Worked with a guy once where we were going to make a domain model for an agency. “No problem!” he said, “They’ve made a master domain model for everything!”
This was an unmitigated disaster. The reason was that it was confusing a people process (determining what was valid for various concepts in various contexts) with two technical processes (programming and data storage) All three of these evolved dramatically over time, and even if you could freeze the ideas, any three people probably wouldn’t agree on the answers.
I’m not saying there shouldn’t be a single source of data. There should be. There should even be a single source of truth. My point is that this single point of truth is the code that evaluates the data to perform some certain action. This is because when you’re coding that action, you’ll have the right people there to answer the questions. Should some of that percolate up into relational models and database constraints? Sure, if you want them to. But then what do you do if you get bad incoming data? Suppose I only get a customer with first name, last name, and email? Most everybody in the org will tell you that it’s invalid. Except for the marketing people. To them all they need is email.

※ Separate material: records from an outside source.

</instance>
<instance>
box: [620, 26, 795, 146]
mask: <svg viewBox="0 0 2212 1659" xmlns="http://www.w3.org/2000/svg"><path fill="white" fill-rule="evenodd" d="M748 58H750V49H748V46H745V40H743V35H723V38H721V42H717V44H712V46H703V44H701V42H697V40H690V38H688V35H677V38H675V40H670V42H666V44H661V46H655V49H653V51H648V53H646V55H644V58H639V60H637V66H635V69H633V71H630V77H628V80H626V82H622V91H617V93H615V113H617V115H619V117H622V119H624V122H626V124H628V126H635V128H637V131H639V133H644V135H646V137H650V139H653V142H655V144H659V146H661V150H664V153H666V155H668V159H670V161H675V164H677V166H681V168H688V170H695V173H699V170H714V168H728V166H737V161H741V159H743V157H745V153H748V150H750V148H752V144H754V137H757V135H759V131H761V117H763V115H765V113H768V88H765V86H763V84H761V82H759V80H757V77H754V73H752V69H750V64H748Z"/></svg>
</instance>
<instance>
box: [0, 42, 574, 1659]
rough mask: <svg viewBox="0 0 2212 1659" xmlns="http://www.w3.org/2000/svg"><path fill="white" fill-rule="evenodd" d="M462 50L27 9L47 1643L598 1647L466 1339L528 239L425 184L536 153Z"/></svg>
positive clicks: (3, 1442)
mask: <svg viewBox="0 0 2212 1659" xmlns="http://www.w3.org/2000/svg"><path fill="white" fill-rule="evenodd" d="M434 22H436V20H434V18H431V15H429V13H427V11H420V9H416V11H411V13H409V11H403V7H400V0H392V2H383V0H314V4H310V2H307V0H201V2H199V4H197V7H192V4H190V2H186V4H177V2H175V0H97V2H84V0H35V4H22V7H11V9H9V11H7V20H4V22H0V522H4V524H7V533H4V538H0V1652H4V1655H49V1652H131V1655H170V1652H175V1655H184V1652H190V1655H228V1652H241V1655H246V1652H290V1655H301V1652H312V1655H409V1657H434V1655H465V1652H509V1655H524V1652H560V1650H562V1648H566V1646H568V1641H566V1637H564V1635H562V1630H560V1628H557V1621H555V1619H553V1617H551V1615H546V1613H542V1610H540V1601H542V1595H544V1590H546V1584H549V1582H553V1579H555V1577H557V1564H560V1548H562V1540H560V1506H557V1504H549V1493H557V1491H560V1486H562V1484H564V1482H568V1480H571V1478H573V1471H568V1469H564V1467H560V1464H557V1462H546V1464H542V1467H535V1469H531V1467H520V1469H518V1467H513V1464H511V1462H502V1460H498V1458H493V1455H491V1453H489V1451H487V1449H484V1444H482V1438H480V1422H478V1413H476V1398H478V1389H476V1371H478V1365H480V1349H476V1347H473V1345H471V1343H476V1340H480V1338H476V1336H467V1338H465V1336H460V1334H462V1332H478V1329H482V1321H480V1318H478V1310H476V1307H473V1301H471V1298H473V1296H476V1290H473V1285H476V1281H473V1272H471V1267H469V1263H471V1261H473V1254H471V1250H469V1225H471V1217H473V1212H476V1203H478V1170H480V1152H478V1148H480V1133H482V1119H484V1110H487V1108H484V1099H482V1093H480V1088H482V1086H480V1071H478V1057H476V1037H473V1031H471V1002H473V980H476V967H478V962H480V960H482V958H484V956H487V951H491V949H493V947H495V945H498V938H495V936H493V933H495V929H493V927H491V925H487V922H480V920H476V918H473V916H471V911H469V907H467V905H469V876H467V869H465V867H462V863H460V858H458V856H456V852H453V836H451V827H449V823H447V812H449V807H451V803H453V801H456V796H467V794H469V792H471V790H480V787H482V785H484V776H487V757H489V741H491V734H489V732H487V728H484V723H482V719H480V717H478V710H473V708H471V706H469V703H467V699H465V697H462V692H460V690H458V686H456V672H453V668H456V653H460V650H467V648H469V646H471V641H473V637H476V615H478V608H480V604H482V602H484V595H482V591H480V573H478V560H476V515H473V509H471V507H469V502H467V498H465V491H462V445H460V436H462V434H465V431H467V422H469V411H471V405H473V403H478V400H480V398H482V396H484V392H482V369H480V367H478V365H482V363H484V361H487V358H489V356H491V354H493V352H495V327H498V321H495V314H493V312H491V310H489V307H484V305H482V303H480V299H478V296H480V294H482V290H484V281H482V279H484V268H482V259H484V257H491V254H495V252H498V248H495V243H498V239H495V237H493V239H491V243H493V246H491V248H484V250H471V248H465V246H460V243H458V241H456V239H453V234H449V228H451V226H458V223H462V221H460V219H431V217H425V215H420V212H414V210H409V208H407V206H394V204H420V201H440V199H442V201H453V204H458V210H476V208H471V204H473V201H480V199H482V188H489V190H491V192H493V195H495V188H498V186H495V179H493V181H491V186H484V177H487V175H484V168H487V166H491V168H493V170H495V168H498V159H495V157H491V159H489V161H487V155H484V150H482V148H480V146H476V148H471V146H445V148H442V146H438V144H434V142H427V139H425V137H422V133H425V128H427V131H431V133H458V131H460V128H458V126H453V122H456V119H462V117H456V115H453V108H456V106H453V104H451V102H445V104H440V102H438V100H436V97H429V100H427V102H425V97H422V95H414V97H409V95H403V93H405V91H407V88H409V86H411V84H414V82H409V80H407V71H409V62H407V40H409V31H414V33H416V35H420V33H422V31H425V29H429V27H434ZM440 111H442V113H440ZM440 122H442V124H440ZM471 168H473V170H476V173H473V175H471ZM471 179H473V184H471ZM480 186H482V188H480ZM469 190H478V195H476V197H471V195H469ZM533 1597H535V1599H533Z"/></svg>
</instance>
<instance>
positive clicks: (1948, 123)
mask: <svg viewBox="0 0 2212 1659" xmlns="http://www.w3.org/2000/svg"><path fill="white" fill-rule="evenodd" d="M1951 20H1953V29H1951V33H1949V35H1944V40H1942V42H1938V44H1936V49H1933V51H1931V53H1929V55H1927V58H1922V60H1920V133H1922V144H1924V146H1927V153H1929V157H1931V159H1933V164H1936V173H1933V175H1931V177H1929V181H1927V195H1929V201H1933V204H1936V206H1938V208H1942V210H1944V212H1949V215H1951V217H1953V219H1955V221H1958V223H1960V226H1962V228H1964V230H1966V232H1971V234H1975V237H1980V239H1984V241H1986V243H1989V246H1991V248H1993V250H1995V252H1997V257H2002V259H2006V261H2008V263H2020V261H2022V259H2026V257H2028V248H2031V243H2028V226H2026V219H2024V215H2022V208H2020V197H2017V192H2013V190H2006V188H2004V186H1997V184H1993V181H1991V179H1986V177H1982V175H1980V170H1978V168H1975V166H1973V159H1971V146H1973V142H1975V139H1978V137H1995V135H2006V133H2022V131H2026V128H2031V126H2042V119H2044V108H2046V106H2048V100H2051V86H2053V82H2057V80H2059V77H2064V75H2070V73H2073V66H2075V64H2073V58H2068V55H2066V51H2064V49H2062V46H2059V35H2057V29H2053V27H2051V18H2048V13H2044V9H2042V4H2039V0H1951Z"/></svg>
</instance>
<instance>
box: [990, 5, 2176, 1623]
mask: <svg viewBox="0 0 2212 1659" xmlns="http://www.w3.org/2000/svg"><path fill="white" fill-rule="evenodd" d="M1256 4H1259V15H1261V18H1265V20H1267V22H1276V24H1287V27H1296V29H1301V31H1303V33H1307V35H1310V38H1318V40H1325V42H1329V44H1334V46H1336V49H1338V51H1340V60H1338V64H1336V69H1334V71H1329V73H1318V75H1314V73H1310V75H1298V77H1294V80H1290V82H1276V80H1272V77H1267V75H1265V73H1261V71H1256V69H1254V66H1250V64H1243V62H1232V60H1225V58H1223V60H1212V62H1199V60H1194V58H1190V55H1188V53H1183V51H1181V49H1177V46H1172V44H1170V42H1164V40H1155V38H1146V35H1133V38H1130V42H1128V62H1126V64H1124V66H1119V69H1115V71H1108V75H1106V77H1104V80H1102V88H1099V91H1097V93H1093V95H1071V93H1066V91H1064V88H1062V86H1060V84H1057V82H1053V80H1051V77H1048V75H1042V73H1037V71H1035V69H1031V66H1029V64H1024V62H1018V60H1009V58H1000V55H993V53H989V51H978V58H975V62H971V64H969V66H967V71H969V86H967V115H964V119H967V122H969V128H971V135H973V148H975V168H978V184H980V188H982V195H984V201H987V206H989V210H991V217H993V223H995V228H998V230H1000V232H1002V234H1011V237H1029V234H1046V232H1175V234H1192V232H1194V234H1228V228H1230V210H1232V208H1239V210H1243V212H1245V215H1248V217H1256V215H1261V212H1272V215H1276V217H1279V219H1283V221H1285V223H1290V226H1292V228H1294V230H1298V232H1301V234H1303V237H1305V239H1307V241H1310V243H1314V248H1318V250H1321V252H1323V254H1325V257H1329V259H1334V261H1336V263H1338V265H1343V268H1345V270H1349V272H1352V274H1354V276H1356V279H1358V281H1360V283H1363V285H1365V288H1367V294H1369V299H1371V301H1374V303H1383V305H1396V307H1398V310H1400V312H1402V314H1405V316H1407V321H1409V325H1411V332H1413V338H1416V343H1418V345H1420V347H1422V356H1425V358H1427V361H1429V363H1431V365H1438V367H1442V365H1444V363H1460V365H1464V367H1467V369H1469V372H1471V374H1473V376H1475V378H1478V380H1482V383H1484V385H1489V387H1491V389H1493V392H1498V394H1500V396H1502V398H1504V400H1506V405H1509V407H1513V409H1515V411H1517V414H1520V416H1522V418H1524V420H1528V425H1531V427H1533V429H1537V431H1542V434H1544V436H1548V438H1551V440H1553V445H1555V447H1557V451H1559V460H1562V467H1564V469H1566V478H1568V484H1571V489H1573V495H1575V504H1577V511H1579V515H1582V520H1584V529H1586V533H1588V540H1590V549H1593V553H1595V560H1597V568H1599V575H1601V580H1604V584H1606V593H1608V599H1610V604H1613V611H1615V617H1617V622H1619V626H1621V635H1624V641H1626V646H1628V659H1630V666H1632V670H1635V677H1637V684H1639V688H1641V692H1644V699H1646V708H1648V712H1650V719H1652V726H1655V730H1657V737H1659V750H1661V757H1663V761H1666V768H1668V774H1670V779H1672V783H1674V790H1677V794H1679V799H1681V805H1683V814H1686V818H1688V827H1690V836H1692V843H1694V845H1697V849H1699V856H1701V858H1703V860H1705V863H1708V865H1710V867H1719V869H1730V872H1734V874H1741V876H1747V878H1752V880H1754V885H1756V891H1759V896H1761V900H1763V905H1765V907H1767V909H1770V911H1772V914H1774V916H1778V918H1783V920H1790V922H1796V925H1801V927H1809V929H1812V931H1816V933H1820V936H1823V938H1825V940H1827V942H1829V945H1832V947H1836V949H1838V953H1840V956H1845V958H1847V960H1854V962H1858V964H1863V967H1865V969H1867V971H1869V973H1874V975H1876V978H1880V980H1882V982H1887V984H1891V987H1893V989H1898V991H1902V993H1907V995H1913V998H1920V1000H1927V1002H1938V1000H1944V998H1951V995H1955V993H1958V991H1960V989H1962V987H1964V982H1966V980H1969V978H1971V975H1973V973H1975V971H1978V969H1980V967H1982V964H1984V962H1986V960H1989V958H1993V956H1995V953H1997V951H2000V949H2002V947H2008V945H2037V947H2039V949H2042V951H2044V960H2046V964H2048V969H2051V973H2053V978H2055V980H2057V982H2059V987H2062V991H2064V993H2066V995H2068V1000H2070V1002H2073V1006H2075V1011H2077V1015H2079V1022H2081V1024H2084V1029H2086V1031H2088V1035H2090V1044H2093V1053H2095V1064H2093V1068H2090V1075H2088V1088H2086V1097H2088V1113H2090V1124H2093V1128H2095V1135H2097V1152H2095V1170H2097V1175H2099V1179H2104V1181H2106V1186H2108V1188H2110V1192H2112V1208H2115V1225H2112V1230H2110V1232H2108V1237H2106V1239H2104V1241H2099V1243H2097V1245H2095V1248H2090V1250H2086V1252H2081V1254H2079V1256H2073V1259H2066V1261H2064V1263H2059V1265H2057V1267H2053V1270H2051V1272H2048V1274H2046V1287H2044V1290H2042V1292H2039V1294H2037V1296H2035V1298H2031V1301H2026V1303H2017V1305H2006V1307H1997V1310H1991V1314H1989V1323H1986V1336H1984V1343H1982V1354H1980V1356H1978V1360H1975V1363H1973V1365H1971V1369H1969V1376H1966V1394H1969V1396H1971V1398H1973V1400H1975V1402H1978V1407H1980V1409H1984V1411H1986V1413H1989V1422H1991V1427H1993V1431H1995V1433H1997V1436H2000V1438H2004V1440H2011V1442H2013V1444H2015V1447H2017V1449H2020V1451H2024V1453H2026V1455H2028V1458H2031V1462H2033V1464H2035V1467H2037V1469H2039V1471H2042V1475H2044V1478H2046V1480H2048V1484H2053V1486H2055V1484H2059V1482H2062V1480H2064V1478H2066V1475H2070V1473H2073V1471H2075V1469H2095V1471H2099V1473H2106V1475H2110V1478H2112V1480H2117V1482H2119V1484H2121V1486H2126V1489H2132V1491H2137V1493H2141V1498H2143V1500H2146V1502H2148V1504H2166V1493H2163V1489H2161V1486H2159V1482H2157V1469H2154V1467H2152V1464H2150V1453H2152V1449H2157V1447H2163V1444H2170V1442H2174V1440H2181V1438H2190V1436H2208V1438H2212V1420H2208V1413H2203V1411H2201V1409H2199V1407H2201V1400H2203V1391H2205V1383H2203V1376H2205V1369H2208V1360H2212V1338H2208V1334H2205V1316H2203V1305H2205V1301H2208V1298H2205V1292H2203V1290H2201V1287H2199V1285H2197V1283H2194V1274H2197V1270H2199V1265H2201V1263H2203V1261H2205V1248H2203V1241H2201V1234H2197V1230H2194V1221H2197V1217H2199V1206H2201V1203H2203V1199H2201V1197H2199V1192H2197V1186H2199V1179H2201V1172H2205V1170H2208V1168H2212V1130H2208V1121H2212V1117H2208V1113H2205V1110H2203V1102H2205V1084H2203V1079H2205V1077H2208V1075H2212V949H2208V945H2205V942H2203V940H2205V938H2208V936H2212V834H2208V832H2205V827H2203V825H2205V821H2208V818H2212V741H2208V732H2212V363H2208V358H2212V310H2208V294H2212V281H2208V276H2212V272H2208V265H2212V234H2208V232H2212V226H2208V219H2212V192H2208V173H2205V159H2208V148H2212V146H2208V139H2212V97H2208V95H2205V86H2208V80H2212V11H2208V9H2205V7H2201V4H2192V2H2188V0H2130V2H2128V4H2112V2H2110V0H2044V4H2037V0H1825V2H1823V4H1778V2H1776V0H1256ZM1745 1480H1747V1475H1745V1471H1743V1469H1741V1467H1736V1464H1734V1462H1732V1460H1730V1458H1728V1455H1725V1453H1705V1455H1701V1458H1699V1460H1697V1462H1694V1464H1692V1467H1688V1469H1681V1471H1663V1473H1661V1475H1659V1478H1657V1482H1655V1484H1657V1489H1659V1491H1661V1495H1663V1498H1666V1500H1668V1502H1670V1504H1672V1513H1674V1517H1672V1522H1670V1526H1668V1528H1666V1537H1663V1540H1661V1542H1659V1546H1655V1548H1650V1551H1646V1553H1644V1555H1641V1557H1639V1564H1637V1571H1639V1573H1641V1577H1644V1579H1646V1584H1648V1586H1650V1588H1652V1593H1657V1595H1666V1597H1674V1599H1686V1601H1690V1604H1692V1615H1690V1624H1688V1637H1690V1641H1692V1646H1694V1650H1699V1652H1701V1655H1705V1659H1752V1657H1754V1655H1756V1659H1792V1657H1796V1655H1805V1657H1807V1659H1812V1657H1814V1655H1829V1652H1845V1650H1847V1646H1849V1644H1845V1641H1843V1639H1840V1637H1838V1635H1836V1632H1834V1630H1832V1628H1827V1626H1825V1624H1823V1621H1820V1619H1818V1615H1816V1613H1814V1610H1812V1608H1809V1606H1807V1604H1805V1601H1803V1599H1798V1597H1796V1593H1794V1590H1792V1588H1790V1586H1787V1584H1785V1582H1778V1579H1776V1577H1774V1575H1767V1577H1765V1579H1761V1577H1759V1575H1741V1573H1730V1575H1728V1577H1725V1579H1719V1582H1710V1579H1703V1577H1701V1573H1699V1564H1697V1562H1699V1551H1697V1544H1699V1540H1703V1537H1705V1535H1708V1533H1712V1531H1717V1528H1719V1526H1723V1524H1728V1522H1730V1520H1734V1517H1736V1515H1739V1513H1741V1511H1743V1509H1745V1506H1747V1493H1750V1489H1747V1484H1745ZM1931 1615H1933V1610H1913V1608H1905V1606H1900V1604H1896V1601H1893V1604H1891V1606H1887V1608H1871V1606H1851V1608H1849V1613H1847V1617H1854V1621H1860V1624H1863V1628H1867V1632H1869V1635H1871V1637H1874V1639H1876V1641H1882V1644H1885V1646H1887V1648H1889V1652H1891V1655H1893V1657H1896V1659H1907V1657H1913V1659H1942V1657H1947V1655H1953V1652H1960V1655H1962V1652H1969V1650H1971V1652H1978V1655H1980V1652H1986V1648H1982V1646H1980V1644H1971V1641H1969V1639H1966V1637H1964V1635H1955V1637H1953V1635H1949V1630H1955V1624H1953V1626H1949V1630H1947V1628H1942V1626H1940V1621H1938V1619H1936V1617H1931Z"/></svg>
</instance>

Now you may say but that’s not really a customer, that’s a marketing lead, and you’d be correct. But once again, you’re making the assumption that you can somehow look over the entire problem space and know everything there is to know. Do the mail marketing guys think of that as a lead? No. How would you know that? It turns out that for anything but a suite of apps you entirely control and a business you own, you’re always wrong. There’s always an impedance mismatch.
So it is fine however people want to model and code their stuff. Make a single place for data. But the only way to validate any bit of data is when you’re trying to use it for something, so the sole source of truth has to be in the type code that parses the data going into the function that you’re writing – and that type, that parsing, and that function are forever joined. (by the people and business that get value from that function)
I suspect we might be talking a bit past each other. To use your example, I might ask what it means to be a customer. It might require purchasing something or having a payment method associated with them.
I would in this case have a data type for Lead that is only email address, a unique uuid and optionally a name. Elsewhere there is code that turns a Lead into a Customer. The idea being to not keep running validation logic beyond when it is necessary. This might mean having data types Status = Active | Inactive | Suspended which needs to be pulled from external data regularly. I can imagine hundreds of different data types used for all the different ways you might interact with a customer, many instances of these data types created likely right before they are used.
Mostly agree, but I’d like to add that the ability to pass along information from one part of the system to another should not necessarily require understanding that information from the middle-man perspective. Often this takes the form of implicit ambient information such as a threadlocal or “context” system that’s implemented in library code, but as a language feature it could be made first-class.